This partnership will enable real-time fluctuations in global shipping fleet market values, demolition values and newbuild values to be added to Concirrus’ predictive risk models. Concirrus’ marine insurance risk models empower (Re)Insurers to respond quickly to changing market conditions and client behaviours, helping to mitigate risk by improving risk selection, pricing and ongoing risk management activities.
Tom Evans, Chief Operating Officer at VesselsValue commented: ‘2020 has proven challenging for the shipping industry with Covid-19 significantly impacting demand and in turn, the values of a variety of vessel types. Our mission is to bring new levels of objectivity, consistency and transparency to the marine industry, which is why we are delighted to be working with Concirrus. We look forward to providing new insights to the marine insurance community to help (Re)Insurers realise a more sustainable future.’
Traditionally, vessel valuation data has not been accessible to (Re)Insurers on a large scale at a commercially viable price point which has limited onboarding of data to their insured client base.

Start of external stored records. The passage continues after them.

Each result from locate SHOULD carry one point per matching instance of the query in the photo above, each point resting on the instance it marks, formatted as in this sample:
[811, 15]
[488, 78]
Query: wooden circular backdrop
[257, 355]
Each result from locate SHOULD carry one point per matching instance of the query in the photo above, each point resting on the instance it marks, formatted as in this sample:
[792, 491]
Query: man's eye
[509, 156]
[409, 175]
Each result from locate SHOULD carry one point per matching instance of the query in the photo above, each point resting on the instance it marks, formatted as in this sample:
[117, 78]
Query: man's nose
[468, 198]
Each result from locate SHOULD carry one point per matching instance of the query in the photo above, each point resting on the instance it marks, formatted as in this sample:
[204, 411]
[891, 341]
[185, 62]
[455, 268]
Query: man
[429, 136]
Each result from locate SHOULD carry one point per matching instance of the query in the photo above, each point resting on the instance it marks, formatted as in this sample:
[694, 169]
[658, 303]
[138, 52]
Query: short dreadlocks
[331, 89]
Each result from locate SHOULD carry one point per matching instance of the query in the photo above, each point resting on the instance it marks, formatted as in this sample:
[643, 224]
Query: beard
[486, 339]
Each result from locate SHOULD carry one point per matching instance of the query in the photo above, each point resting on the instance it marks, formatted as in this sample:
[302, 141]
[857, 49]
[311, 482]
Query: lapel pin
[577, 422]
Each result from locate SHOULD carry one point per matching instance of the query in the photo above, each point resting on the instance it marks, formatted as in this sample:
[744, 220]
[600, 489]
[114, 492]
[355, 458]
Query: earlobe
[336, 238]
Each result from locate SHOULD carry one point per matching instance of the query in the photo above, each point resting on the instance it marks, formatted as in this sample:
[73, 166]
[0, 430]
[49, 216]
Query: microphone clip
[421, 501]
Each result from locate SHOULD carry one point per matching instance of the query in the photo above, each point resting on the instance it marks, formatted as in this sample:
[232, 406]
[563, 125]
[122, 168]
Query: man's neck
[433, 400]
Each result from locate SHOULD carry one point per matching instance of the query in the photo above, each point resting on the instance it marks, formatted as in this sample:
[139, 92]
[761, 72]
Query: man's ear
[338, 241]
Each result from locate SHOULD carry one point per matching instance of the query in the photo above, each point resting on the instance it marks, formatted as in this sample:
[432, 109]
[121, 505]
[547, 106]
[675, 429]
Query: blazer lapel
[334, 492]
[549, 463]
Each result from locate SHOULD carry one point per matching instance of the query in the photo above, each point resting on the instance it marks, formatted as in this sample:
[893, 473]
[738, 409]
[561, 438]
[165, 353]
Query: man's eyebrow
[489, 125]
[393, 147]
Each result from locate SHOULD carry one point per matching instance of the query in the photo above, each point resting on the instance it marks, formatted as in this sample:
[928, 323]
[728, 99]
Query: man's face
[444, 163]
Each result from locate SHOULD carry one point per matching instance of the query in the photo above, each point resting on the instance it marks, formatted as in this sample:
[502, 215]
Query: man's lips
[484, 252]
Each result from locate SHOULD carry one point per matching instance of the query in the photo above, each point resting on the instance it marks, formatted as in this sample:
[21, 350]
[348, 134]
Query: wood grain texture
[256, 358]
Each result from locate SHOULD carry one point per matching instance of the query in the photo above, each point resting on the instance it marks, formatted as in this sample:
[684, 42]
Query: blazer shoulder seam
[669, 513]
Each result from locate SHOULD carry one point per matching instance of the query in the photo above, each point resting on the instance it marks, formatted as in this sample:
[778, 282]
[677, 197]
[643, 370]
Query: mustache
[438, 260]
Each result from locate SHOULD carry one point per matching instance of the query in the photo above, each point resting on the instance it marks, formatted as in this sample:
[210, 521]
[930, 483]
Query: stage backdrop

Furthermore, the information would usually only cover static market values and so, market fluctuations could be easily missed. Concirrus’ clients will be able to keep track of the impact of these market value fluctuations in relation to risk to more effectively manage underwriting performance in real-time.
‘We pride ourselves on having the highest quality data and ecosystem of partners as it’s vital to the future success of our clients. VesselsValue data will facilitate the development of new predictive features within our Quest Marine platform, delivering more accurate loss estimates for our clients and the wider insurance market.’ stated James Whitlam, Data Strategist at Concirrus.
With Covid-19 accelerating digitalisation within marine insurance, the automatic ingestion and analysis of vast datasets to enable faster, data-driven decision making is essential for the future of underwriting.